А Мише, вероятно, редко доводилось вставать на лыжи. Правда, он быстро приноровился и в лесу шел не хуже других ребят, но я все-таки видел, что Миша старается. Лицо его было напряженным, движения осторожны; он очень старался не отстать и еще хотел, чтобы этого не заметили. И когда он услышал Славкин крик, то на мгновение растерялся. Ему совершенно не хотелось лететь кувырком с этого обрыва, страшной была нетронуто-белая отвесная стена, даже для хорошего лыжника страшной… Но Славка все кричал сверху, и ребята слышали этот крик и теперь смотрели на Мишу. «Пожалуй, не стоит ехать…» — сказал я Гордону как можно деликатнее. Но было уже поздно. Любые уговоры и запрещения только подстегнули бы его азарт; он уже не понимал, что теперь смелость не в том, чтобы съехать с обрыва, а в том, чтобы отказаться, — сейчас надо было прямо и честно отказаться, и я знаю, что ребята поняли бы и оценили такой поступок. Но Миша стал взбираться наверх.

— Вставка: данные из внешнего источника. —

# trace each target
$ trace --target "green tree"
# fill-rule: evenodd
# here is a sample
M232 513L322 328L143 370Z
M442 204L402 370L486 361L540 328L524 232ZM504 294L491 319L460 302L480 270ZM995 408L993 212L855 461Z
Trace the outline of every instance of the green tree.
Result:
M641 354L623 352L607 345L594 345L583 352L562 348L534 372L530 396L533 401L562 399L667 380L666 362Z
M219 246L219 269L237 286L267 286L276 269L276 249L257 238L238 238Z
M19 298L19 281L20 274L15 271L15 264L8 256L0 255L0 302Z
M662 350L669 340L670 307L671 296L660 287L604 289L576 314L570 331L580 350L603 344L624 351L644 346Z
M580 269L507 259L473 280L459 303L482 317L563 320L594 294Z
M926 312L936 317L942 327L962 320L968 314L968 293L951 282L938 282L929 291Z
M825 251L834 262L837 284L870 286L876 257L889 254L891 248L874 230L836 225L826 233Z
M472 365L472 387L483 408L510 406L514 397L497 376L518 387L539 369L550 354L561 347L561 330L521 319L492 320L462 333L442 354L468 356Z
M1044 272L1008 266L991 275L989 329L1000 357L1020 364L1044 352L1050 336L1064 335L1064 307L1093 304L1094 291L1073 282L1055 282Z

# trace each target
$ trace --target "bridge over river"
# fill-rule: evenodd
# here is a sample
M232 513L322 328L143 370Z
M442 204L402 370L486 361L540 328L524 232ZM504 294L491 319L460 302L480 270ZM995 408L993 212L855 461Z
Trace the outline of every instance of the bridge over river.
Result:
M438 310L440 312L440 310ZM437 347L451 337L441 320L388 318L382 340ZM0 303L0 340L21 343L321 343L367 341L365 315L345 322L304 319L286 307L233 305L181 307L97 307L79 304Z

Впрочем, я не очень боялся за него. У Миши были великолепные слаломные лыжи с пружинными креплениями, они гарантировали безопасность: при падении мгновенно срабатывал предохранитель, освобождая ботинок. Риска, собственно, не было: в глубоких сугробах не ушибешься, разве что наберешь снегу за воротник.

Миша поднимался «лесенкой», старательно, аккуратно; напряженно-расчетливым было каждое движенье, каждый шаг. И все-таки он двигался красиво — легкий, гибко-изящный мальчик в клетчатой нейлоновой куртке, в отглаженных лыжных брючках, с мохнатым оранжевым шарфом, переброшенным за плечо. А наверху стоял наш Славка Шепелев, образец слободского мальчишки, разгильдяй Славка, в своем пальто с оборванными пуговицами, в драной шапке из собачьего меха, в старых валенках с разрезами. Руки Славки были засунуты в карманы, он стоял как-то боком, расслабленно, вызывающе-небрежно; это был особый шик: столь же небрежно, лениво Славка скользнет сейчас на кромку обрыва, рванется вниз и вынет руки из карманов в самый последний момент, когда будет уже лететь в воздухе, в облачке шипящего снега, с распахнутыми полами пальто, со взвившимися ушами своей собачьей шапки, — а внизу он так же небрежно и лихо затормозит, и руки опять уже будут в карманах, и только на лице, презрительно улыбающемся лице, слегка вздрогнут губы, выдавая пережитый ужас и восторг…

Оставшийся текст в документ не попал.